Quando è dovuto il bollo sulla fattura
L'imposta di bollo sulla fattura è un tributo di 2 euro dovuto quando la fattura non è soggetta ad IVA e l'importo supera la soglia di 77,47 euro. Riguarda principalmente fatture esenti IVA, operazioni fuori campo e contribuenti in regime forfettario.
La regola base
Il bollo è dovuto quando sono soddisfatte entrambe le condizioni:
- La fattura non è soggetta ad IVA (esente, fuori campo, regime forfettario)
- L'importo è superiore a 77,47 euro
Le fatture con IVA sono automaticamente esenti dal bollo.
Come funziona il calcolatore
Inserisci l'importo della fattura e seleziona il tipo. Il calcolatore verifica se il bollo da 2 euro è dovuto e ne spiega il motivo.
Casi pratici
Bollo dovuto (2 euro):
- Fattura di un forfettario da 500 euro (senza IVA, sopra soglia)

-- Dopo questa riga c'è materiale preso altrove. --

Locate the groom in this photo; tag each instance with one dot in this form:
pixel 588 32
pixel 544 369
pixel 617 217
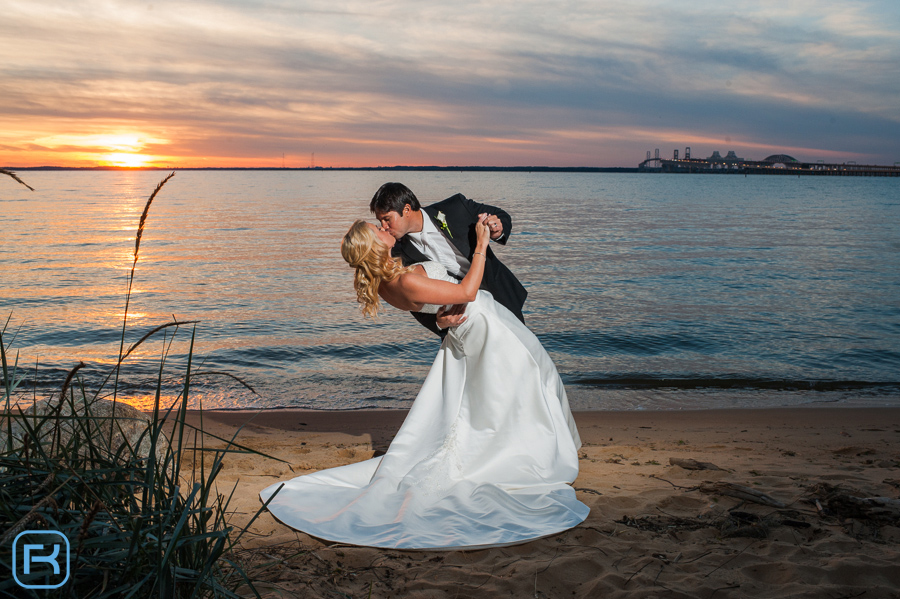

- Fattura esente IVA art. 10 da 200 euro
- Nota di credito fuori campo IVA da 100 euro
Bollo NON dovuto:
- Fattura con IVA da qualsiasi importo
- Fattura forfettario da 50 euro (sotto la soglia 77,47 euro)
- Ricevuta occasionale da 70 euro (sotto soglia)
Fattura elettronica e bollo
Con la fatturazione elettronica obbligatoria, il bollo si indica nel file XML e si versa trimestralmente tramite il portale dell'Agenzia delle Entrate. Il sistema calcola automaticamente l'importo dovuto. Per le fatture cartacee (ove ancora consentite) si applica la marca da bollo fisica.
Regime forfettario
I contribuenti in regime forfettario emettono fatture senza IVA, quindi il bollo è sempre dovuto quando l'importo supera 77,47 euro. Il costo del bollo è deducibile ai fini della determinazione del reddito forfettario.